Behavior analysis and habits
Another way is to check characteristics that are connected not to PC, but, more likely, to a final user, such as local settings and behaviour. This method also allows to identify clients among different browser’s sessions, profiles and in case of private mode. So, we can draw conclusions basing on further parameters, that are always available for explorations:
- A preferable language, default encoding and time zone ( we can find all these features in HTTP-headers as well as in JavaScript).
- The cache data of a client and his browsing history. The cache elements could be found using time attacks, a tracking can find a long-lasting cache elements relative to popular resources, simply by measuring the time of downloading ( and just notice the transition if the time overpass the time of downloading from the local cache.

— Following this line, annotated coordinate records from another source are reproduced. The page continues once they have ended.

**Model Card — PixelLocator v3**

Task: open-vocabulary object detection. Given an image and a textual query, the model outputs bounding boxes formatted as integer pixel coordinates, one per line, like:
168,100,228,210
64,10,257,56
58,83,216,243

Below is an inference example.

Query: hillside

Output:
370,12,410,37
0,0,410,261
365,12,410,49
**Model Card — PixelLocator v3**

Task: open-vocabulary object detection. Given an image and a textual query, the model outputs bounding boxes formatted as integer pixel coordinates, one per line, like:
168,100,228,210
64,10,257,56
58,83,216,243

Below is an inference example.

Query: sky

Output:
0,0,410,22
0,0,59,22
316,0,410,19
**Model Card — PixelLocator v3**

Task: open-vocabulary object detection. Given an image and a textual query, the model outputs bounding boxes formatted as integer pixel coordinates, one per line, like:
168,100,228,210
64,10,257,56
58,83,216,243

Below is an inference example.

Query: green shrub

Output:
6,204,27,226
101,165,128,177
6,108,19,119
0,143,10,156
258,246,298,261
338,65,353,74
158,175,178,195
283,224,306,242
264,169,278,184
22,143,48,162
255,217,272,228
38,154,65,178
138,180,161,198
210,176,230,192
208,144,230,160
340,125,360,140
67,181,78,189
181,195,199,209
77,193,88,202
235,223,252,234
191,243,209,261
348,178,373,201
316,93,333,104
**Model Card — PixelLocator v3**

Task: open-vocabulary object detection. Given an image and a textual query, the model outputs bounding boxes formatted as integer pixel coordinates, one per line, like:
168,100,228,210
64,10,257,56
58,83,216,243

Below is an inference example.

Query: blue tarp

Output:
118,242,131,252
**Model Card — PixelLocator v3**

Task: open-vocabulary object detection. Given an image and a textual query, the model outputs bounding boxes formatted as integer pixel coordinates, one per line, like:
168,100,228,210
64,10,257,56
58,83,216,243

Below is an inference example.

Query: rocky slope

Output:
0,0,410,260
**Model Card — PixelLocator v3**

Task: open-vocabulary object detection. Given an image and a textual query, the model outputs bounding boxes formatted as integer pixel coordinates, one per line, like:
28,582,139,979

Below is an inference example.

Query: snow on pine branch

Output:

Also we can get URL files from the browsing history, however, this attack is urge for an interaction with a user in terms of modern browsers.
- Mouse gestures, the frequency and duration of keystrokes, the accelerometer data – all these parameters are unique for each user.
- Any changes in terms of standard site fonts and their sizes, zoom level or usage of special possibilities, like, text colour or size.
- The condition of certain browser features, setting up by a client, like, the block of external cookies, DNS – prefetching, pop-up blocking, flash security adjustments and so on ( the irony of it is that the users that change their default settings as a matter of fact make it far more recognisable in terms of identification).
By and large, these are only the obvious variants that are not hard to plumb. If we ‘dig’ a little further – we can find out more.
Conclusion
As you can see, practically, there are great amount of different ways to track users. Some of them are the result of the implementation defects or gaps and, theoretically, can be fixed, the other ones are quite impossible to prevent without a full changing of the work principles of the computer networks, web applications, browsers. Generally, we can counter work against some techniques, like, to clean caches, cookies and other places where identificators can be stored. However, others work absolutely imperceptible for a user, and it is impossible to protect yourself from them. That is why, the most important thing to remember is that when you are ‘travelling’ in the web, all your shuffles could be tracked.